NON-INVASIVE GEOPHYSICAL APPROACH FOR CRUDE-OIL SPILL MONITORING IN SHALLOW COASTAL AREA OF NIGER DELTA

Dense Non-aqueous Phase Liquids characterization in coastal environments remains a difficult task due to soil and fluid heterogeneity. Understanding crude oil contamination in the Niger Delta has thus far been done primarily through point sampling, with little emphasis paid to the spatiotemporal variation in crude oil plume generation and migration. To assess the spatiotemporal variation associated with crude oil migration in the shallow subsurface, time-lapse electrical resistivity monitoring of a crude oil spillage simulation under different subsurface conditions was carried out. A 3D experimental sandbox with dimensions of 200cm/60cm/40cm was constructed using 10 mm plexiglass. The sandbox was filled to a height of 40 cm using 2 mm sand, and a 20 cm headspace was maintained to create an aerobic condition. At the initial stage of each experiment, 40 kg of sand was mixed with 1 liter of water to create moist sand, after which the mixture was flushed over 12 hours to remove suspended fine particles and the water table was set at 10 cm. In simulating crude oil spillage, two liters of crude oil were poured over the surface and monitored for 36 hours. A surface array of 98 electrodes with a 2 cm electrode spacing was installed along two profiles with a 12 cm inter-profile separation. Continuous time-lapse measurements were acquired using a dipole-dipole array before, during, and 36 hours after the injection of crude oil. Gravity-induced vertical migration was seen to dominate at the early stage of the experiment under saturated and unsaturated conditions, but distinct lateral migration was evident over time. Over time, the concentration of the crude plume created shows 150% to 400% increase in resistivity values.

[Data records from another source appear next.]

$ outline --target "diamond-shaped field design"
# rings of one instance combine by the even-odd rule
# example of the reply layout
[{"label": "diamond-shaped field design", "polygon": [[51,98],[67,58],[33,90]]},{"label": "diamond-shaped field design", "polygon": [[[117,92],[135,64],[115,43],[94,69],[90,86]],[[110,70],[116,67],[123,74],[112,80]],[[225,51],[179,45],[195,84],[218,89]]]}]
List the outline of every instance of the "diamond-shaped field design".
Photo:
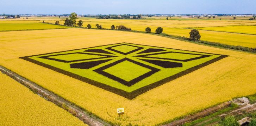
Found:
[{"label": "diamond-shaped field design", "polygon": [[132,99],[226,56],[120,43],[20,58]]}]

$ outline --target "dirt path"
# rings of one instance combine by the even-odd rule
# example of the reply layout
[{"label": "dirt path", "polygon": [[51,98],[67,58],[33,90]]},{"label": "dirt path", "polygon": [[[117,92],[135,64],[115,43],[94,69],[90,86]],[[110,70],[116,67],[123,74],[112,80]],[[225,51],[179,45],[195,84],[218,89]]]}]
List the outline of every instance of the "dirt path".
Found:
[{"label": "dirt path", "polygon": [[110,125],[104,121],[98,119],[93,115],[90,114],[89,112],[86,111],[82,108],[2,66],[0,66],[0,71],[29,88],[47,100],[67,111],[89,126]]}]

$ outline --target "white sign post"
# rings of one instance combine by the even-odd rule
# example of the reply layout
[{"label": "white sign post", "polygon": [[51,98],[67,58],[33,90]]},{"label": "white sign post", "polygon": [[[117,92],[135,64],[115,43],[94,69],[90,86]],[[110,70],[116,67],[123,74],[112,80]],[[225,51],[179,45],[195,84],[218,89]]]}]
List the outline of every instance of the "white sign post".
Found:
[{"label": "white sign post", "polygon": [[123,117],[123,114],[124,113],[124,108],[117,108],[117,113],[119,115],[119,118],[120,118],[120,114],[122,115],[122,117]]}]

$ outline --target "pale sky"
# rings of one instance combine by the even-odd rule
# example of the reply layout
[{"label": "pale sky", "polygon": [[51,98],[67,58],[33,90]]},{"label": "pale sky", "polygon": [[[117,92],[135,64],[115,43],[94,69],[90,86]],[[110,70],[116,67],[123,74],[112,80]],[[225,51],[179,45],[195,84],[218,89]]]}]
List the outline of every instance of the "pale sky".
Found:
[{"label": "pale sky", "polygon": [[0,0],[0,14],[255,14],[256,0]]}]

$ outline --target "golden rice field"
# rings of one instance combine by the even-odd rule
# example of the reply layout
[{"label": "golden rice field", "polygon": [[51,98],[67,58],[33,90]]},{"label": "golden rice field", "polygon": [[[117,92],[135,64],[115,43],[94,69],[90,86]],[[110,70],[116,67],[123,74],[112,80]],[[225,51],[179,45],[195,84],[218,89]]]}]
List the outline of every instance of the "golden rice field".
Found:
[{"label": "golden rice field", "polygon": [[88,126],[0,73],[0,125]]},{"label": "golden rice field", "polygon": [[[189,37],[189,33],[191,28],[195,28],[199,29],[209,30],[208,29],[212,29],[213,27],[222,26],[230,26],[229,27],[229,29],[225,28],[224,30],[220,29],[211,30],[199,30],[201,37],[201,40],[210,42],[219,42],[221,43],[229,44],[233,46],[241,46],[244,47],[255,48],[256,43],[252,40],[256,39],[256,36],[254,35],[244,34],[240,33],[252,34],[255,32],[254,30],[256,24],[256,21],[249,21],[249,20],[238,20],[245,19],[245,18],[238,18],[236,20],[231,20],[230,17],[226,17],[226,20],[219,20],[218,19],[211,20],[196,20],[194,18],[175,18],[171,20],[167,20],[157,17],[152,18],[146,18],[146,20],[114,20],[114,19],[97,19],[92,18],[79,17],[79,20],[81,20],[83,21],[83,27],[86,27],[88,24],[90,24],[93,28],[96,28],[95,24],[99,23],[104,28],[110,28],[110,26],[112,24],[115,26],[123,24],[127,27],[131,28],[132,30],[139,31],[145,31],[145,28],[147,27],[150,27],[151,29],[152,32],[155,32],[156,28],[159,26],[163,28],[163,32],[174,35]],[[248,17],[246,18],[248,18]],[[18,23],[19,21],[27,22],[42,22],[44,21],[46,22],[54,23],[56,21],[59,20],[60,24],[63,24],[64,22],[65,17],[58,18],[57,17],[29,17],[28,19],[15,19],[11,20],[8,19],[10,22],[13,21],[13,22]],[[244,19],[243,19],[244,18]],[[180,20],[177,19],[180,19]],[[6,21],[5,20],[2,20]],[[0,25],[1,22],[0,20]],[[246,25],[245,26],[237,26],[238,25]],[[233,26],[233,27],[232,27]],[[52,26],[53,27],[53,26]],[[206,28],[204,27],[209,27]],[[232,30],[232,28],[235,28]],[[9,28],[12,29],[11,27]],[[243,29],[244,30],[241,30]],[[243,30],[244,31],[243,31]],[[222,31],[231,32],[229,33]]]},{"label": "golden rice field", "polygon": [[256,26],[236,26],[200,28],[199,29],[256,35]]},{"label": "golden rice field", "polygon": [[[0,42],[0,65],[118,125],[154,125],[256,92],[253,54],[147,34],[78,28],[1,32]],[[229,56],[132,100],[19,58],[120,42]],[[125,114],[119,118],[116,111],[120,107]],[[43,114],[50,118],[47,114]]]},{"label": "golden rice field", "polygon": [[0,31],[68,28],[70,27],[51,25],[37,21],[1,21]]},{"label": "golden rice field", "polygon": [[[256,47],[256,43],[253,40],[256,39],[255,35],[240,34],[255,33],[255,30],[254,30],[255,26],[253,25],[256,24],[256,21],[219,20],[217,19],[215,20],[88,19],[82,18],[81,18],[81,19],[83,21],[83,27],[85,27],[87,24],[90,24],[93,28],[95,28],[95,24],[99,23],[104,28],[109,29],[112,24],[115,26],[123,24],[131,28],[132,30],[143,31],[145,31],[145,29],[149,27],[154,32],[157,27],[161,26],[163,28],[163,32],[165,33],[186,37],[189,37],[189,33],[191,30],[190,28],[187,28],[207,29],[207,28],[213,28],[213,27],[231,26],[228,27],[231,29],[231,30],[224,28],[225,30],[220,30],[219,31],[233,33],[219,32],[218,30],[199,30],[201,36],[201,40],[231,45]],[[55,21],[52,20],[47,21],[54,23]],[[64,23],[64,20],[60,21],[60,23]],[[248,26],[237,26],[241,25]],[[237,28],[235,28],[235,29],[232,31],[230,30],[232,30],[232,27]],[[212,27],[204,28],[208,27]],[[241,30],[242,29],[244,30]],[[243,30],[245,31],[243,31]]]}]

An increase in solute dispersivity was observed for unsaturated soil compared to saturated soil, thus establishing a positive relationship between dispersion and water saturation. The occurrence of pockets of high resistivity structures linked with localized permeable zones demonstrates the sensitivity of electrical resistivity measurement to subtle but measurable anisotropy in soil pores' distribution. The electrical resistivity technique has been shown to be successful in imaging the non-ideal behavior of crude oil pollutants and associated spatial changes in the pore-size distribution.